2. From what I understand, insulin assays were variable and not standardized back then.
3. In the San study, their fasting insulin was 1/3 lower than the Caucasian control group (10 vs. 15 uIU/mL). I doubt these active Caucasian researchers really had an average fasting insulin level of 15 uIU/mL. Both sets of measurements are probably too high.

Now you know the conflicting evidence, so you're free to be skeptical if you'd like.

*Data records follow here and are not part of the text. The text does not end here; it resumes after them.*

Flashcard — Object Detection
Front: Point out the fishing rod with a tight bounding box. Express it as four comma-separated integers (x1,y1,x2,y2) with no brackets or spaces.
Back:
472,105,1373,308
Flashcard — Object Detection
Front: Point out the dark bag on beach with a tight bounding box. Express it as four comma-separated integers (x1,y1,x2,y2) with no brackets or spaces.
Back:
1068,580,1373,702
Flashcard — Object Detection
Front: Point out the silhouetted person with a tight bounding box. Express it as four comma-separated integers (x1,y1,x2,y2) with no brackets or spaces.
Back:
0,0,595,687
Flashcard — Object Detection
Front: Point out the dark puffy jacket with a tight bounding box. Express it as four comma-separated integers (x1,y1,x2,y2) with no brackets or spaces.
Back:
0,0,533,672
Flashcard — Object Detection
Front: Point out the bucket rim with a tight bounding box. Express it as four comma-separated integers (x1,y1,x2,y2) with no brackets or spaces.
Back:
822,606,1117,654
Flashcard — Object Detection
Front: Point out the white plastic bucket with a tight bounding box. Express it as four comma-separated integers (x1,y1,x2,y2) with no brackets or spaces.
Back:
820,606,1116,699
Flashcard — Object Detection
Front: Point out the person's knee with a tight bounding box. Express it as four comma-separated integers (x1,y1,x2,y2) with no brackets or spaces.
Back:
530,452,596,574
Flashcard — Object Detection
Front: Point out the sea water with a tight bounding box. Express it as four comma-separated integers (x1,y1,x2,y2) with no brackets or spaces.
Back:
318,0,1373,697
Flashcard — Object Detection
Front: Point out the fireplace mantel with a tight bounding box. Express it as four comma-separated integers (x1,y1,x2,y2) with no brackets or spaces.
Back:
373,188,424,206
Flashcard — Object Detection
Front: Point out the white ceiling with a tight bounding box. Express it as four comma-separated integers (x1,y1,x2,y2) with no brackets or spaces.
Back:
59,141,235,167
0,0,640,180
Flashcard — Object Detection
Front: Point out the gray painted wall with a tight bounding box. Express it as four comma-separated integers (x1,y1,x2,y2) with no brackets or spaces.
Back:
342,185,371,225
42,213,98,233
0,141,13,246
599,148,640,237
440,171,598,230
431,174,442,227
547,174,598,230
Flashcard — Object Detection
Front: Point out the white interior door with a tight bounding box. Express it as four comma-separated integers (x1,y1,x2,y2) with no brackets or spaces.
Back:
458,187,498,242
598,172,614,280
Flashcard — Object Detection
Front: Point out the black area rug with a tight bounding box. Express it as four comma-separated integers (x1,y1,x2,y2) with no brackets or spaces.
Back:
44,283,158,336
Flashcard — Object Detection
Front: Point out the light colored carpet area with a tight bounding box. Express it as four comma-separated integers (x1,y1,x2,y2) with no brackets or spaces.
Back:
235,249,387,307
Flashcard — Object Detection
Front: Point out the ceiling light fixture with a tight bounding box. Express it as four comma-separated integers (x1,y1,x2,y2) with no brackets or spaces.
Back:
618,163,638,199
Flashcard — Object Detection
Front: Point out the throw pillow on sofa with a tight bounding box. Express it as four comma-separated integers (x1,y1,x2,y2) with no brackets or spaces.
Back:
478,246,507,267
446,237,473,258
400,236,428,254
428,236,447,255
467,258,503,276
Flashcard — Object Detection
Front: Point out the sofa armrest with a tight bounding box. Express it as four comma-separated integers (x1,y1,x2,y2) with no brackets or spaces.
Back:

We also have data from a controlled trial in healthy urban people eating a "paleolithic"-type diet. On a paleolithic diet designed to maintain body weight (calorie intake had to be increased substantially to prevent fat loss during the diet), fasting insulin dropped from an average of 7.2 to 2.9 uIU/mL in just 10 days. This is despite a substantial intake of carbohydrate, including fruit and vegetable sugars.  The variation in insulin level between individuals decreased 9-fold, and by the end, all participants were close to the average value of 2.9 uIU/mL. This shows that high fasting insulin is correctable in people who haven't yet been permanently damaged by the industrial diet and lifestyle. The study included men and women of European, African and Asian descent (7).

One final data point. My own fasting insulin, earlier this year, was 2.3 uIU/mL. I believe it reflects a good diet, regular exercise, sufficient sleep, and a relatively healthy diet growing up. It does not reflect: carbohydrate restriction, fat restriction, or saturated fat restriction.

So what's the ideal fasting insulin level? My current feeling is that we can consider anything between 2 and 6 uIU/mL within our evolutionary template.